Mais ce que la pandémie a aussi révélé, c’est l’absence de règles juridiques internationales efficaces pour répondre aux crises contractuelles. Les tribunaux fermaient. Les normes nationales se contredisaient. Les entreprises cherchaient un juge qui ne venait pas. Dans ce chaos, les juristes ont compris que la mondialisation ne peut pas rester sans droit global.
Utopie ou avenir inéluctable ?
Certains diront que l’idée est utopique. Que les États ne renonceront jamais à leur droit. Que le monde est trop divers pour accepter un cadre commun. Peut-être. Mais faut-il pour autant abandonner l’idée d’un progrès juridique ? Ce que propose Maître Ohinché, ce n’est pas de supprimer les législations nationales, mais de les relier. De créer un tronc commun, un minimum juridique mondial, à partir duquel chaque pays peut développer ses spécificités.

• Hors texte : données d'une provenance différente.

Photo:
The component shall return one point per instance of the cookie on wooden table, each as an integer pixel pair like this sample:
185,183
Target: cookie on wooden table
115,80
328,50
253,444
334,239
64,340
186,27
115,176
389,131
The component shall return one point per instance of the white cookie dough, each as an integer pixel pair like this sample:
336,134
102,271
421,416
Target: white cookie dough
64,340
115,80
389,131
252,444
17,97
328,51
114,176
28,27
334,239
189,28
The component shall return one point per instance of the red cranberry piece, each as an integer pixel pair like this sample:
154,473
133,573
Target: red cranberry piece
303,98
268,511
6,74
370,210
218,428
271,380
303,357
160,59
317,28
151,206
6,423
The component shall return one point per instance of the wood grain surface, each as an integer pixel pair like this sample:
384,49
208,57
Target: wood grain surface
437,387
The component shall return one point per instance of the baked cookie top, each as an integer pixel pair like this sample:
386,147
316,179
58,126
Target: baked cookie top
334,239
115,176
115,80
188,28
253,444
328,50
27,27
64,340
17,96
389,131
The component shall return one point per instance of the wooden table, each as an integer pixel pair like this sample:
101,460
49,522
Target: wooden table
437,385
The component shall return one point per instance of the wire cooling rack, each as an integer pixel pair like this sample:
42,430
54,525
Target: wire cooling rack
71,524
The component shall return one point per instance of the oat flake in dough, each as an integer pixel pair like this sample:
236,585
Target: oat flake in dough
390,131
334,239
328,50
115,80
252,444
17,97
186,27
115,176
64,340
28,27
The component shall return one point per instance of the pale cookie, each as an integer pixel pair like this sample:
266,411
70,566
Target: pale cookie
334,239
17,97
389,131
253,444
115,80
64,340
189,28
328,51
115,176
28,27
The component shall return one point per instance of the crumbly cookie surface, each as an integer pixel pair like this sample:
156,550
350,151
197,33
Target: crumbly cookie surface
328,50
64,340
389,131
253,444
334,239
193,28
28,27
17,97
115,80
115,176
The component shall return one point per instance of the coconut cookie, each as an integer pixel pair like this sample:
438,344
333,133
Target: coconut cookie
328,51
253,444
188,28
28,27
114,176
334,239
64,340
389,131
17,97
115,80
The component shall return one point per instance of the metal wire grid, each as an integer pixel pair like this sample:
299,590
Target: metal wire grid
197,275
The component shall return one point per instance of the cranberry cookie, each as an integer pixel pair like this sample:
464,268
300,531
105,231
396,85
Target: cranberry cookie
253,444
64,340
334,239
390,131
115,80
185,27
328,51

Cela commence par les contrats, puis les litiges commerciaux, puis les structures d’entreprise. Cela commence par l’écoute, la diplomatie, les compromis. Un travail de fourmi. Mais c’est aussi cela, bâtir un monde plus juste : rendre le droit accessible, lisible, universel.
Conclusion : le droit comme vecteur de paix économique
Cette chronique aurait pu être une simple réflexion sur les difficultés des entreprises à l’international. Elle est devenue une interrogation plus profonde sur la manière dont le droit structure notre monde. Car au fond, le droit n’est pas qu’un outil de régulation. Il est aussi un outil d’émancipation. Il permet de rêver, de créer, de se projeter.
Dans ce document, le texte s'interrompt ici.